Unfortunately, I'm not a TT owner (yet) but am looking to get one as my next car within the next couple of months. Really liking the MK1 TT (225) and have seen some good ones about in this site already.

Joined the site to see what mods i could do and to get some general knowledge about the TT as i don't know the difference in specs. If/when i do get the TT i'd like to go down the euro route with lots of smoothing and whatnot.

Looking forward to meeting some of you's.


----------



## YELLOW_TT (Feb 25, 2004)

Welcome why not join the TTOC to keep you going untill you find a nice TT www.ttoc.co.uk


----------



## Wallsendmag (Feb 12, 2004)

Welcome


----------



## T3RBO (Dec 9, 2003)

Welcome to the forum


----------



## JOEY (Mar 1, 2009)

thanks for the welcome guys.
will totally check ttoc out too.

can someone tell me if the tt has ever had a facelift version as i can't tell? they all still look around the same to me.
and is there any common faults with the tt that i probably should know about?

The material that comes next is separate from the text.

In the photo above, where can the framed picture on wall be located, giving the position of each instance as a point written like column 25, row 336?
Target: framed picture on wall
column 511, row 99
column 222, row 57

sorry about all the questions. its just that i am planning to move up from a new vauxhall corsa to a tt and just have a vision that the audi will be better in every aspect.


----------



## YELLOW_TT (Feb 25, 2004)

if you dont ask you dont find out mate  There was a face lift in March 2002 ( titanium head lights alloy gear knob 20mm lower ride hight and 18in wheels) but some March 2002 TTs are still the old spec then in late 2002 or could be early 2003 the grill was changed ( from 5 to 3 bar) and later on in 2003 the wipers were changed to aero style


----------



## jammyd (Oct 11, 2008)

Welcome to the forum


----------



## KammyTT (Jun 28, 2006)

gor for a facelift 225 model.... oh and welcome.


----------



## JOEY (Mar 1, 2009)

thanks for the info! 

just getting as much knowledge of the tt so i can decide the best one for me.


----------